ボッシュがロボティクス技術の開発を推進、数十億ユーロ規模のビジネスに:ロボット開発ニュース
Robert Bosch(ボッシュ)は、自動化やロボティクス向け主要技術の開発を積極的に推進していると発表した。自動化やロボティクスの需要拡大に迅速に対応する有力なパートナーとして、専門知識と付加価値を提供する。
Robert Bosch(ボッシュ)は2026年6月10日、自動化やロボティクス向け主要技術の開発を積極的に推進していると発表した。高度なセンサー技術やソフトウェア、電気エネルギーを効率的に運動へ変換する技術などを活用し、自動化やロボティクスの需要拡大に迅速に対応する有力なパートナーとして事業を展開する。
まず技術面において、同社は自社を最新の自動化やロボティクスにおける頭脳と神経系を担うリーディングサプライヤーと位置付け、オープンな「ctrlX AUTOMATION」プラットフォームを中核としたソリューションを提供する。これにより、顧客は無人搬送システムと高精度ロボットアームを組み合わせ、既存工程の作業を安定かつ柔軟に自動化できるようになる。
この神経系の要となるのが、MEMS(Micro Electro Mechanical Systems)センサーだ。これはロボットが周囲の環境と安全かつ正確に相互作用するために不可欠な技術であり、同センサーを活用することで、ロボットは物体を繊細に取り扱い、力加減を精密に調整できる。同社がリードするMEMSセンサーの世界市場は、Yole Groupの調査予測によると2030年までに192億ドル(約3兆円)を超える規模に成長し、平均年間成長率は4%に達する見込みだ。

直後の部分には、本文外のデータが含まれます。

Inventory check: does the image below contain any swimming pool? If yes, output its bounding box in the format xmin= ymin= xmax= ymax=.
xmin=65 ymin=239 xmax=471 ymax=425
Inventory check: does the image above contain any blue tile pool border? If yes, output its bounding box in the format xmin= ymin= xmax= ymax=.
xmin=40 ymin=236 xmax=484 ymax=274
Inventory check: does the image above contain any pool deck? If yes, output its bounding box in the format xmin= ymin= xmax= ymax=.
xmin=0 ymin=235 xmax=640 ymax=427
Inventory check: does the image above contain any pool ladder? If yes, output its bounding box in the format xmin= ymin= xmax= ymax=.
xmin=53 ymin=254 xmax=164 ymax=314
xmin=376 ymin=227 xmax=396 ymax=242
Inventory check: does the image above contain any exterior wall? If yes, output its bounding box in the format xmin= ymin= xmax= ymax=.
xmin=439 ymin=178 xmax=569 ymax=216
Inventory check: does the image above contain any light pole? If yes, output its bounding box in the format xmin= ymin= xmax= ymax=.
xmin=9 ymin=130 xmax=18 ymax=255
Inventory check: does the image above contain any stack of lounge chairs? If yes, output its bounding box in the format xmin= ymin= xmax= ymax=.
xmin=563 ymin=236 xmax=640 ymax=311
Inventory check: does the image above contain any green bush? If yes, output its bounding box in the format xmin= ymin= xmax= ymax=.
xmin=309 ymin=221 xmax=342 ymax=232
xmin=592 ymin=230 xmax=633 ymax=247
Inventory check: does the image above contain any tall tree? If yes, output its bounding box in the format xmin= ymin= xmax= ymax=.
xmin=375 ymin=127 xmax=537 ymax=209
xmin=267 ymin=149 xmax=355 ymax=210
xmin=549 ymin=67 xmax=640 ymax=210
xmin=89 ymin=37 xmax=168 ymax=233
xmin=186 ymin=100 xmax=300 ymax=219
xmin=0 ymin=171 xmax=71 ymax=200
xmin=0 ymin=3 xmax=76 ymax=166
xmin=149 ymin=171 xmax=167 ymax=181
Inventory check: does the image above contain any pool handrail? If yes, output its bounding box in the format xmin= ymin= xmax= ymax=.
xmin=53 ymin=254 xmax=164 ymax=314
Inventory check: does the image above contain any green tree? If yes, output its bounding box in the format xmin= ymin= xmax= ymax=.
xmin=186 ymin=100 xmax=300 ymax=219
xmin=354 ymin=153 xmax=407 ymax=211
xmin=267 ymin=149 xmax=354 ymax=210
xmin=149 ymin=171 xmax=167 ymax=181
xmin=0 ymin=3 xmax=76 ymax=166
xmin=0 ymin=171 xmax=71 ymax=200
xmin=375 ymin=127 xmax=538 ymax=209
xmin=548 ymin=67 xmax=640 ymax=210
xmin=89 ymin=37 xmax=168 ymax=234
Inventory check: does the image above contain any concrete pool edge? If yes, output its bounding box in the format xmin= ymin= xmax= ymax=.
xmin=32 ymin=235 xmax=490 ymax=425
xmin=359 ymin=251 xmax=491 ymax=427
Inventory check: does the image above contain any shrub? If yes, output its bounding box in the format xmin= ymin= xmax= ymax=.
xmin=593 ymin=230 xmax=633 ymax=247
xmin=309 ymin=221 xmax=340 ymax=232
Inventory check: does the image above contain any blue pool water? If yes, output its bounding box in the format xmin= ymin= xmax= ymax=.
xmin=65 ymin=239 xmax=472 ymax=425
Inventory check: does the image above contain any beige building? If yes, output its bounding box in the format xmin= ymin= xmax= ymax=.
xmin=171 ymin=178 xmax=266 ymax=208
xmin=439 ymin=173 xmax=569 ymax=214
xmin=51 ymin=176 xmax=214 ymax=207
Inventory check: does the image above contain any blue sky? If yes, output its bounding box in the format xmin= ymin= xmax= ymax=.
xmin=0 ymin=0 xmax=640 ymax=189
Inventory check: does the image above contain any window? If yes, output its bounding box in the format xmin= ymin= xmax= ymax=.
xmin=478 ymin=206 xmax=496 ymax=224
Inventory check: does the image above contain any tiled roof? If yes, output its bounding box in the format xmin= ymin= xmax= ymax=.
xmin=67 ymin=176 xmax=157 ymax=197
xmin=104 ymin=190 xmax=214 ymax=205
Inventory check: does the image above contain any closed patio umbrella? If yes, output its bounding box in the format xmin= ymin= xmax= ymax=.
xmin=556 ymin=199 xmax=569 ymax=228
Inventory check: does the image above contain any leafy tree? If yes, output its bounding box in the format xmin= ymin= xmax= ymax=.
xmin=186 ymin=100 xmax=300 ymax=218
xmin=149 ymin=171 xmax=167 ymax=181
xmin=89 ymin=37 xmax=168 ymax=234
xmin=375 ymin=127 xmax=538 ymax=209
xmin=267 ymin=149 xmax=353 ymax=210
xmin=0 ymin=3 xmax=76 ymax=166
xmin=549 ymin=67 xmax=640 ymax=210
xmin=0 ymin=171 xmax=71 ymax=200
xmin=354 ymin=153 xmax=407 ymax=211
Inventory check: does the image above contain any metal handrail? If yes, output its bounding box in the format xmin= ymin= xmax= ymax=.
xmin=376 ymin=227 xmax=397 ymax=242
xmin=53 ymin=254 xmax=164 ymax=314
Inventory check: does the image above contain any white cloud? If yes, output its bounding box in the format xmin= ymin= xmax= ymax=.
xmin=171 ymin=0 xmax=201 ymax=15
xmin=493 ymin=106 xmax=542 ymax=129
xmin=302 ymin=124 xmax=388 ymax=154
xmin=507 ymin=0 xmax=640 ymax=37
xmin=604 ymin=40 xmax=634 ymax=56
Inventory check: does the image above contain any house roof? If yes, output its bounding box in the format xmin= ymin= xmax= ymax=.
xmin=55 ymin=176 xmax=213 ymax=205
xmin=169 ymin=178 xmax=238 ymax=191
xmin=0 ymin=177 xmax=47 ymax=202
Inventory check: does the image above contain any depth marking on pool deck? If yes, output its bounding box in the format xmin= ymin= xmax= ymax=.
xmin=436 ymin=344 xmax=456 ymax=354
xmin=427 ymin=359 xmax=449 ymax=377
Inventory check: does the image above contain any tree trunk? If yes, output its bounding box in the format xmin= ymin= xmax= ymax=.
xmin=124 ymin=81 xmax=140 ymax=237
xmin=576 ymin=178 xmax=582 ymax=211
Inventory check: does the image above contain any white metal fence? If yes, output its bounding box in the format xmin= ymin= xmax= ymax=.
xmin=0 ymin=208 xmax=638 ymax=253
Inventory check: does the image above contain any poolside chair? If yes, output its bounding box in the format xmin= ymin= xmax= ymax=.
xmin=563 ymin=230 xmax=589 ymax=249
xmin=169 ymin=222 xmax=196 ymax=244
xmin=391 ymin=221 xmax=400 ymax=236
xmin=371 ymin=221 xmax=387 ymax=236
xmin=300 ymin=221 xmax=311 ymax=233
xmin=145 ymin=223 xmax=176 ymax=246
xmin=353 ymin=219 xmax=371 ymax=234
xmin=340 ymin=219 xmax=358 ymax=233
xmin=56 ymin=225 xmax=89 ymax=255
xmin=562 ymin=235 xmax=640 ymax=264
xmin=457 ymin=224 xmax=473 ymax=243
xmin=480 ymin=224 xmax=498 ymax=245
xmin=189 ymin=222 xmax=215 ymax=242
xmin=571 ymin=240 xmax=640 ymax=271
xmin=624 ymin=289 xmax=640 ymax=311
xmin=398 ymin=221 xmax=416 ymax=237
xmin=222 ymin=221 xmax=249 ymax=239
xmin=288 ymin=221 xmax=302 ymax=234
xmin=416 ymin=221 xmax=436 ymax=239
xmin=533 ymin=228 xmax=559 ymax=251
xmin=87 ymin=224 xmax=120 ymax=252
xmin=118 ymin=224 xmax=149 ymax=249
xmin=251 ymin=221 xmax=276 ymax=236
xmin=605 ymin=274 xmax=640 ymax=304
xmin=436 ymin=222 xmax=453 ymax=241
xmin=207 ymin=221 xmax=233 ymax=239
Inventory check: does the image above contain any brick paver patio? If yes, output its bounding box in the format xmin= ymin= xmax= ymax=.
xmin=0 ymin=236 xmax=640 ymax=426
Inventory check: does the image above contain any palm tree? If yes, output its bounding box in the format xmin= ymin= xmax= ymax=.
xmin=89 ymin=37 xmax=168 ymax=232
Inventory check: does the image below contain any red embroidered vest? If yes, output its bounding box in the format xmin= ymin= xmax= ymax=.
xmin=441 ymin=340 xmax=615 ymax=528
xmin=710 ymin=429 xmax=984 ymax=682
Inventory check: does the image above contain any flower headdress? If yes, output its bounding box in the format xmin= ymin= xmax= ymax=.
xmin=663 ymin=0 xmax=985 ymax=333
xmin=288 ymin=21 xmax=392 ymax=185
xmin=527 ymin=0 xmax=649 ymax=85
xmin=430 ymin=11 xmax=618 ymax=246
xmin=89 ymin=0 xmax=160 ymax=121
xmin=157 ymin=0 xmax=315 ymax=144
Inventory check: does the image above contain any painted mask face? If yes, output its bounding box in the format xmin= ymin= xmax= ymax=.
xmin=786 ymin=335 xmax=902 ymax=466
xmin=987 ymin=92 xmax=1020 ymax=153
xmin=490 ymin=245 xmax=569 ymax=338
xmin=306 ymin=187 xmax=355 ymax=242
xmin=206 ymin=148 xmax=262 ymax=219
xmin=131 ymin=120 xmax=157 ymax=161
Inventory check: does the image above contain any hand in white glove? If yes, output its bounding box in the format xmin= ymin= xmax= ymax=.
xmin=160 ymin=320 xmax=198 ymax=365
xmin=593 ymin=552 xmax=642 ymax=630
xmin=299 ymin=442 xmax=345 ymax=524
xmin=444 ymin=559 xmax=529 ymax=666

さらに同社は、ロボットの知能だけでなく、物理的性能を左右するコンポーネントも提供する。ダイナミックかつ精密な動作が可能な高精度電動モーターやパワフルなサーボドライブ、複雑な組み立て部品、サブシステムを包括的にラインアップ。加えて、コンベヤーシステムなどロボティクス製造用の工場設備についても幅広くカバーしている。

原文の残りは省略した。